FileAlreadyExistsException at task retry on EMR

Versions: Apache Spark 2.4.2

The exceptions are our daily pain but the exceptions hard to explain are more than that. I faced one of them one day when I was integrating Apache Spark SQL on EMR.

The post is composed of 2 sections. The first one introduces the problem. The second one shows some internals leading to it. Spoiler: I don't have a solution for that.
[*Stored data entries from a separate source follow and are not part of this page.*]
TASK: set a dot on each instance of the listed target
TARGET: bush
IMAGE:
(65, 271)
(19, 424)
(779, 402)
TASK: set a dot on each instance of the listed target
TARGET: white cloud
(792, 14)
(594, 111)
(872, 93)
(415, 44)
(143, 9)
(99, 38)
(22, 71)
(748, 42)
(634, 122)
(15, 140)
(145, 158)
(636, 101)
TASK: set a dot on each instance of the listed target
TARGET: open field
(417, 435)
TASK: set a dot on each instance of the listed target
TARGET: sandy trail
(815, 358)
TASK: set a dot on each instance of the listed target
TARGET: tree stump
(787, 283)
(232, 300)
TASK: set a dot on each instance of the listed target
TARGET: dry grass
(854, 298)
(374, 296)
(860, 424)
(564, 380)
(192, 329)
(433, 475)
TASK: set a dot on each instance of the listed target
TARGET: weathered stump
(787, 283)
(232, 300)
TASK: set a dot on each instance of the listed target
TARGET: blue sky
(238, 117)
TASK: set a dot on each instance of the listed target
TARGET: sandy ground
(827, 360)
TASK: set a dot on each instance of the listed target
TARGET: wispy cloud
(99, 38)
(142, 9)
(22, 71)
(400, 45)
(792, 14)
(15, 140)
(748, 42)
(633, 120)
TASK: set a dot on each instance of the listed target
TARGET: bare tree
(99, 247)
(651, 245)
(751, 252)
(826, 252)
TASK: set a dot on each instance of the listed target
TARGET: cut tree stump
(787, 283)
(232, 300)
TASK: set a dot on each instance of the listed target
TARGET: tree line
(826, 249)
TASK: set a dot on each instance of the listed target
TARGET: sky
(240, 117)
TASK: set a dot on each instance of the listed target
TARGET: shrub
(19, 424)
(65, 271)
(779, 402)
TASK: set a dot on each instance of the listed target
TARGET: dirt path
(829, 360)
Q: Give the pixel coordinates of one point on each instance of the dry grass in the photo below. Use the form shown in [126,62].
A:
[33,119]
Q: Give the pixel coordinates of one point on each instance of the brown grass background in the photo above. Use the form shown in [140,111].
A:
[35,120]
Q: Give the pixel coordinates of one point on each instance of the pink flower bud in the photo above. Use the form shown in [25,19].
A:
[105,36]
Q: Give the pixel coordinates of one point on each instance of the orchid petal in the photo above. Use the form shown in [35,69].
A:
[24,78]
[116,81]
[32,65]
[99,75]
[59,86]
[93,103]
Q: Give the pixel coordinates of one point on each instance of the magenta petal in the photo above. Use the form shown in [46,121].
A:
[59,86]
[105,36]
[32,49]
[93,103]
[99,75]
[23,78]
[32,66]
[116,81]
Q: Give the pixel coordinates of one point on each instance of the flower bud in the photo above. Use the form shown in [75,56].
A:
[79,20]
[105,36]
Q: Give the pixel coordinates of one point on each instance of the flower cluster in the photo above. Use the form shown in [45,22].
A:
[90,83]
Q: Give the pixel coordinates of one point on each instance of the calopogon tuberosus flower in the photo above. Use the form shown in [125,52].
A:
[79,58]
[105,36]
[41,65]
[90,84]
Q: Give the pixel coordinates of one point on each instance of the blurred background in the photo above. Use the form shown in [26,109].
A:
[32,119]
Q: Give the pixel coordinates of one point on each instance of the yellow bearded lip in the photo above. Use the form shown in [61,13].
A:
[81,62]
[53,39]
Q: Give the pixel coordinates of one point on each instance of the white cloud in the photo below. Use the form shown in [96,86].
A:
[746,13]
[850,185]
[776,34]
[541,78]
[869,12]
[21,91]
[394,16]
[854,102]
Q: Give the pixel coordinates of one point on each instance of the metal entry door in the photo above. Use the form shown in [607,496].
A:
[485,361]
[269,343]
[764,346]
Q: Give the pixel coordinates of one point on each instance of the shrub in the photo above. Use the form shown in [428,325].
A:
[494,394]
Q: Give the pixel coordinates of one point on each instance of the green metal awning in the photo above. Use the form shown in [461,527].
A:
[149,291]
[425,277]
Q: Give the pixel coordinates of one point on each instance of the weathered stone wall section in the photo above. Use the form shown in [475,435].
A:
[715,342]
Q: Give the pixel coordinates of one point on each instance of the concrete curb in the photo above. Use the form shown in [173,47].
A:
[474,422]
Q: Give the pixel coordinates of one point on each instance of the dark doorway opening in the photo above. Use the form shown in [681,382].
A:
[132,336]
But I hope that the internal details will help you to understand why this error happens.

FileAlreadyExistsException with overwrite mode

Whenever I can, I try to adopt the principle of immutable tables proposed by Maxime Beauchemins in his Functional Data Engineering — a modern paradigm for batch data processing post. In Apache Spark you can achieve it quite easily with SaveMode.Overwrite that will simply drop all existing data in the sink and replace it with the new generated one. The code that I will analyze looks like that:

object FileAlreadyExistProblem {

  import org.apache.spark.sql.{SaveMode, SparkSession}

  def main(args: Array[String]): Unit = {
    val sparkSession: SparkSession = SparkSession.builder()
      .appName("Spark SQL FileAlreadyExist error example")
      .getOrCreate()

    import sparkSession.implicits._

    val dataset = Seq(
      (1, "a"), (2, "b"), (3, "c"), (4, "d"), (0, ".")
    ).toDF("nr", "letter").repartition(3)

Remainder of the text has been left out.